Noah Leimseider (2L) found that the Wilson Moot “opened my eyes to the difficulty in producing a clear and effective legal argument, but also gave me the tools to succeed.”

Kawaskimhon Moot

Kawaskihon team

Kawaskimhon Team: Chrystie Stewart (Coach), Jaime Gagnon (2L), Aanchal Mogla (3L), Kateri Koster (3L), Judith Acevedo-Paz (3L), Charlotte Munroe (3L)

TRU Law sent five students to participate in the Kawaskimhon Moot, a non-adversarial, consensus-based negotiation moot. This year’s moot was hosted in Halifax, Nova Scotia, at Dalhousie University’s Schulich School of Law TRU Law alumni and local lawyer Chrystie Stewart and TRU Law faculty member Nicole Schabus coached the TRU Law team.

This year’s negotiation focused on child welfare services. TRU Law was tasked with representing various parties to reform the First Nations Child and Family Services Program, amongst other issues. The negotiation was based on a 2007 human rights complaint against Canada on this issue. The team found that the Kawaskimhon Moot was “an incredible learning opportunity, allowing team members to practice their negotiation skills while meaningfully engaging with Indigenous social and legal issues.”

The TRU Law Moots Committee thanks Thompson Rivers University, and the Dr. Jen Sherman Innovation Competition Prize Endowment for supporting the costs to participate in the Kawaskimhon Negotiation Moot.

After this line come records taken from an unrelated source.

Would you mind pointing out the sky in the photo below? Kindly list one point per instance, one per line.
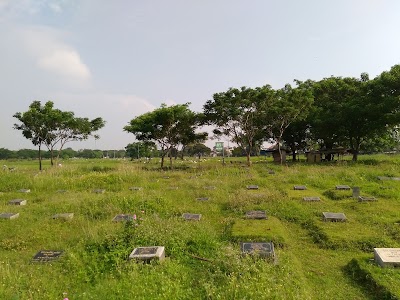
(120, 59)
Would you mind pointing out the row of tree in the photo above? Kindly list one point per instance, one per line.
(334, 112)
(51, 127)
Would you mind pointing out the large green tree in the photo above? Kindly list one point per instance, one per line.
(168, 126)
(239, 114)
(45, 125)
(289, 105)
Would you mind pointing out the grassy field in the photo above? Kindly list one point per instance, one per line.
(314, 259)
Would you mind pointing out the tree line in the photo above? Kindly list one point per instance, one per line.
(353, 113)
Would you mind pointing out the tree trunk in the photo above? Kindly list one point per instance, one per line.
(51, 157)
(355, 155)
(162, 160)
(40, 158)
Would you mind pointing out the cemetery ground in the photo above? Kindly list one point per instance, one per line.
(314, 259)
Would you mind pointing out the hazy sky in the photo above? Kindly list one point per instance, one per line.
(119, 59)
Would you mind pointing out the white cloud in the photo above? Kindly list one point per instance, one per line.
(53, 55)
(65, 62)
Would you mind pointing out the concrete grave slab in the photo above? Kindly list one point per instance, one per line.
(366, 199)
(256, 214)
(135, 188)
(342, 187)
(17, 202)
(388, 178)
(47, 255)
(202, 198)
(311, 199)
(299, 187)
(148, 253)
(252, 187)
(210, 187)
(9, 216)
(123, 218)
(189, 217)
(64, 216)
(260, 249)
(387, 257)
(334, 217)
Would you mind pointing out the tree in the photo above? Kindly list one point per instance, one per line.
(35, 124)
(45, 125)
(141, 149)
(197, 149)
(238, 114)
(168, 126)
(289, 105)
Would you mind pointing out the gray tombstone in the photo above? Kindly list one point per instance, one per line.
(47, 255)
(311, 199)
(367, 199)
(189, 217)
(388, 178)
(123, 218)
(64, 216)
(343, 187)
(135, 188)
(148, 253)
(252, 187)
(299, 187)
(9, 216)
(210, 187)
(256, 214)
(260, 249)
(334, 217)
(356, 192)
(17, 202)
(387, 257)
(202, 198)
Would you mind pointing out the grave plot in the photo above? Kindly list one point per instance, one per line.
(124, 218)
(202, 198)
(135, 188)
(299, 187)
(148, 253)
(342, 188)
(211, 187)
(99, 191)
(259, 230)
(388, 178)
(311, 199)
(338, 194)
(366, 199)
(17, 202)
(387, 257)
(64, 216)
(256, 214)
(190, 217)
(261, 249)
(9, 216)
(252, 187)
(47, 255)
(334, 217)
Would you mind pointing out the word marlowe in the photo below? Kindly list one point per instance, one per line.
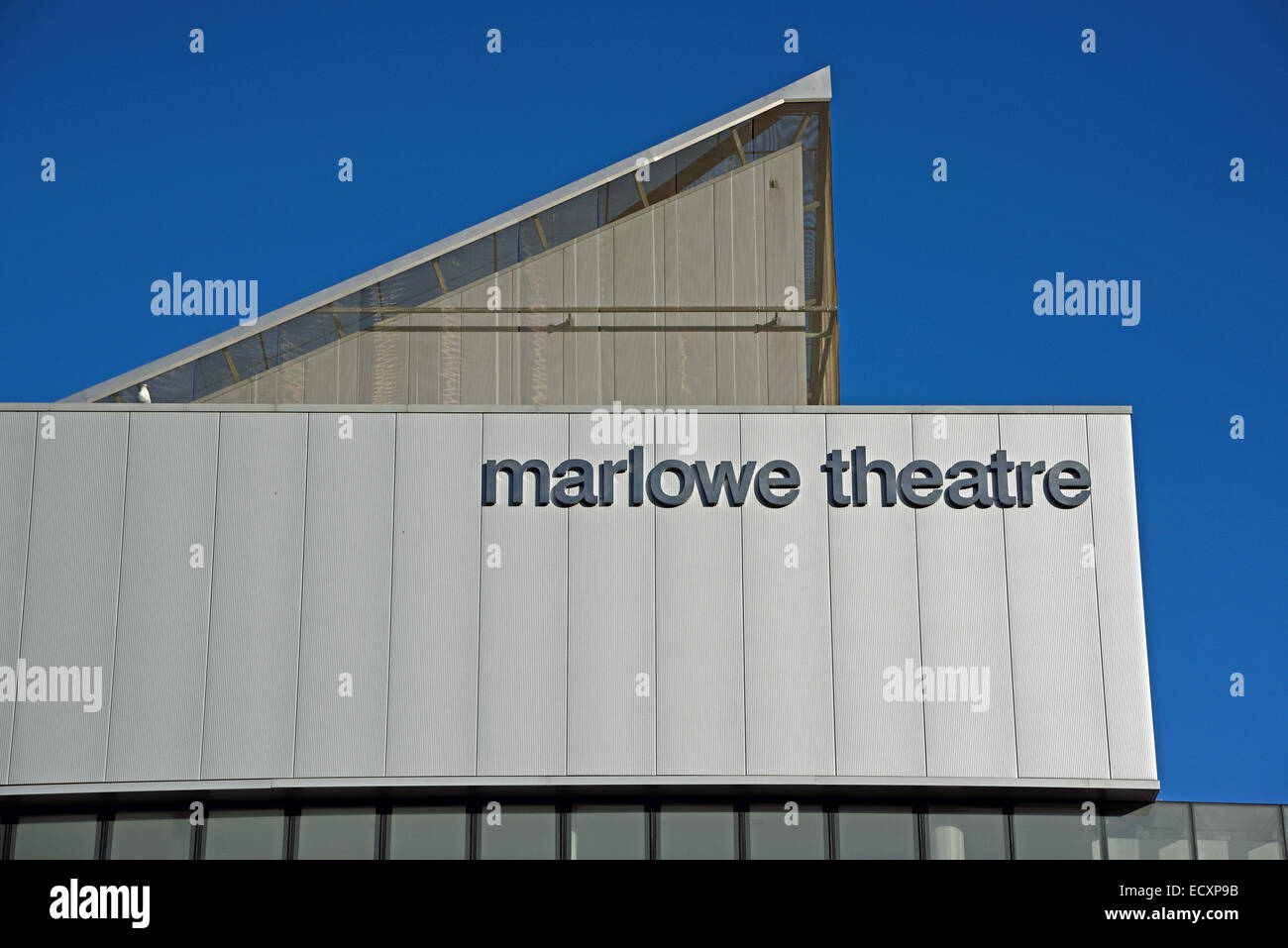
(777, 483)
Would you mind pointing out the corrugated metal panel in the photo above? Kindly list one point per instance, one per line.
(160, 668)
(964, 609)
(875, 608)
(265, 388)
(638, 281)
(785, 256)
(481, 355)
(540, 283)
(523, 629)
(382, 364)
(610, 621)
(691, 281)
(787, 614)
(589, 356)
(18, 441)
(73, 561)
(256, 596)
(1122, 610)
(347, 371)
(290, 382)
(424, 359)
(434, 647)
(700, 725)
(739, 279)
(1055, 633)
(344, 623)
(321, 376)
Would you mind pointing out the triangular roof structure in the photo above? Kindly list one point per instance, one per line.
(446, 265)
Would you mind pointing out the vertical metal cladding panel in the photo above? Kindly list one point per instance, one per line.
(424, 357)
(481, 353)
(73, 559)
(523, 627)
(160, 669)
(344, 622)
(638, 273)
(540, 283)
(875, 608)
(252, 670)
(700, 725)
(290, 382)
(739, 235)
(322, 376)
(589, 353)
(382, 364)
(787, 610)
(610, 618)
(239, 394)
(964, 609)
(785, 262)
(347, 355)
(691, 281)
(450, 352)
(1055, 631)
(434, 646)
(265, 388)
(17, 454)
(1122, 609)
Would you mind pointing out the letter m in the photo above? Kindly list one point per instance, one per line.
(1102, 294)
(220, 299)
(516, 472)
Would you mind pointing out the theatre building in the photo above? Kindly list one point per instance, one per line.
(552, 540)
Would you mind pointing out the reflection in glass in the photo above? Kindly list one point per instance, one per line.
(55, 837)
(244, 835)
(1228, 831)
(608, 832)
(787, 831)
(1157, 831)
(338, 833)
(151, 836)
(697, 832)
(876, 832)
(965, 833)
(429, 832)
(516, 831)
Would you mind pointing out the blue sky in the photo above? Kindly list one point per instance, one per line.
(1107, 165)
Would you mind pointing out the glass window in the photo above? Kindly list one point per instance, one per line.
(608, 832)
(150, 836)
(55, 837)
(338, 833)
(697, 832)
(1056, 832)
(1157, 831)
(965, 833)
(518, 831)
(876, 832)
(245, 835)
(429, 832)
(786, 831)
(1232, 831)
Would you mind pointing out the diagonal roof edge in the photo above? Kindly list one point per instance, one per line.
(815, 86)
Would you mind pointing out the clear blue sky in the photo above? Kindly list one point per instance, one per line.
(1112, 165)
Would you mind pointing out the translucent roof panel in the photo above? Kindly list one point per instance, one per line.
(728, 145)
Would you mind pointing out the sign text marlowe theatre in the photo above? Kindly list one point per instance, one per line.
(1000, 481)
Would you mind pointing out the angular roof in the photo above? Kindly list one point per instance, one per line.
(814, 88)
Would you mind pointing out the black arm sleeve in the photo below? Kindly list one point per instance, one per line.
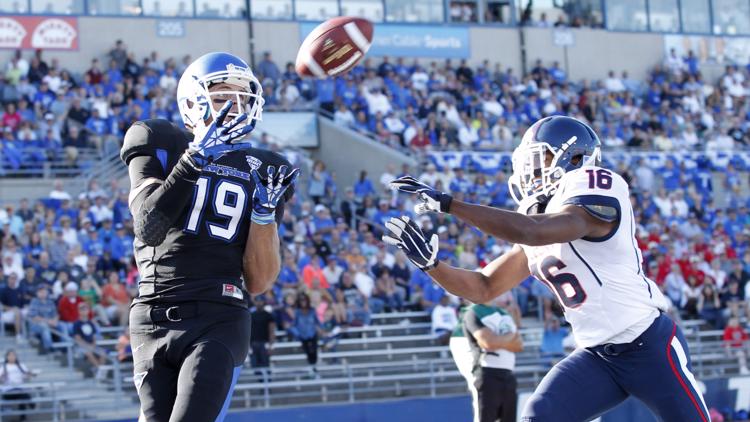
(156, 207)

MacIntyre/Sopinka Cup Moot

MacIntyre team

MacIntyre Team 1: Frank Caputo (Coach), Nicole Urban (2L), Raymond Gallelli (2L), Donald Mann (Coach)

TRU Law competed in the MacIntyre Cup in February 2019. As hosts, TRU Law entered two teams, both coached by Frank Caputo, a local prosecutor, and Don Mann, a retired prosecutor. The team was supported by Casandra Tam (3L) and Jayde Neifer (3L), former MacIntyre mooters.

Betti White (3L) and Vincent Li (2L) finished second at the MacIntyre Cup, and were awarded the right to represent TRU Law at the national Sopinka Cup. Although Betti and Vincent originally represented the defendant at the MacIntyre Cup, they were required to switch to representing the Crown at the Sopinka Cup.

In switching positions, Betti White (3L) discovered the “great benefit in learning the balance and skill of seeing both sides.” She was delighted to “develop a demeanour that is reflective of the Crown’s duty.” In the end, Betti felt that the experience was “incredibly validating.”

At the Sopinka Cup, Vincent Li (2L) was excited to meet three Supreme Court of Canada Justices (Justices Moldaver, Côté, and Rowe) at the Supreme Court of Canada Reception. He felt that the Sopinka Cup was the “best place to engage with the country’s next generation of talented litigators.”